James Beard's book Beard on Bread was published in 1973 and was his best selling book. Beard (1903-85) was quite a character it seems and has been called the father of American style cooking by some.

If you've never made bread it's worth a shot just for the way it makes the house smell.

Saturday, October 18, 2008


Lucy: We the pets stand united in filing this grievance against the ticks of the world who have infested our fair land, latching onto us and sucking our blood. As spokespet for this group I ...

Simon: Hey, hey just a minute, what's this spokespet stuff.

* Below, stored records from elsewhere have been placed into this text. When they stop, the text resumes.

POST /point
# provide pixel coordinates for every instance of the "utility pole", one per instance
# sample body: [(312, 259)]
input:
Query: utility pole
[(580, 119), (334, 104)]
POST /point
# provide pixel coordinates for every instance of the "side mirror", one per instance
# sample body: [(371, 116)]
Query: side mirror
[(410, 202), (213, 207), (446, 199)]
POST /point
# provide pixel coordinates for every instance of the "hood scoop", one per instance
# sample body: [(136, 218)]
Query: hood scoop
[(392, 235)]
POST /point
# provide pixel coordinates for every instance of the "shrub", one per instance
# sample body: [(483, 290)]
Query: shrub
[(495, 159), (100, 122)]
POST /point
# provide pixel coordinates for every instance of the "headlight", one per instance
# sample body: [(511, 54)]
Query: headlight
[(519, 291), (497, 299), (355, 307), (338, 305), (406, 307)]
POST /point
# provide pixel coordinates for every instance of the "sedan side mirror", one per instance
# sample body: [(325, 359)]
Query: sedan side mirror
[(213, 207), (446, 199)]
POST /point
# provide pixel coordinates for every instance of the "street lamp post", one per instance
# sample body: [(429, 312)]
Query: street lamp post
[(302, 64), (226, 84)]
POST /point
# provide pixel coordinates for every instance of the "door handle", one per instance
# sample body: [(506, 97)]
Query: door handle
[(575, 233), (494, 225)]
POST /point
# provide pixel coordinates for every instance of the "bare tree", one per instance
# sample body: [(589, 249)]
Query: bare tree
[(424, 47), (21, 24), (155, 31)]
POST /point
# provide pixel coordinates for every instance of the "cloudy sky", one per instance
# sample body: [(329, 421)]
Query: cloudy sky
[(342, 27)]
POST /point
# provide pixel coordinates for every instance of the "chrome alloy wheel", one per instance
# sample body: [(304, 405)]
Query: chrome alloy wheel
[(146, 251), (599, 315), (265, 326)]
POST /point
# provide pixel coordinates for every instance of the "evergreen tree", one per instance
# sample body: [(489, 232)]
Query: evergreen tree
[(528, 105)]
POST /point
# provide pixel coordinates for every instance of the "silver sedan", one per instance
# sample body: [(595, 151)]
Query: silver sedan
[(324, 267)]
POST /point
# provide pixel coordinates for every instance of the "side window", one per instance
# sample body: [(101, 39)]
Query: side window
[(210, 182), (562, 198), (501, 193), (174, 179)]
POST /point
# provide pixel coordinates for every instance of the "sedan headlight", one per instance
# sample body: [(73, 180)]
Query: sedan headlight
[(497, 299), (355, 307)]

I never agreed to that.. that's ridiculous..

Ginger [thinks silently to self]: riffraff, peasants, cretins

Lucy: Well, I just thought ...

Simon: You thought.... that would be a first wouldn't it. C'mon face it Stumpy, if ticks liked brains instead of blood you wouldn't have a problem would you?

Ginger: [vassals, dross, flotsam, lackeys]

Lucy: Gee Simon that's not very nice of you. And please don't call me Stumpy just because my tail...

Simon: Oh here we go again, the big sad eyes, the poor victim. Stumps, give it a rest. It gets old don't it Ginge?

Ginger [wiggles nose, silent to self] I AM RABBIT! HEAR ME ROAR!

Sunday, October 12, 2008

Mom's 90th Birthday

So Mom turned 90 on the 10th. All her children and their spouses gathered for the weekend to help celebrate the occasion. On a beautiful day we set up outside with gifts and a chocolate cake. Mom was in fine form and thoroughly enjoyed opening her gifts and cards.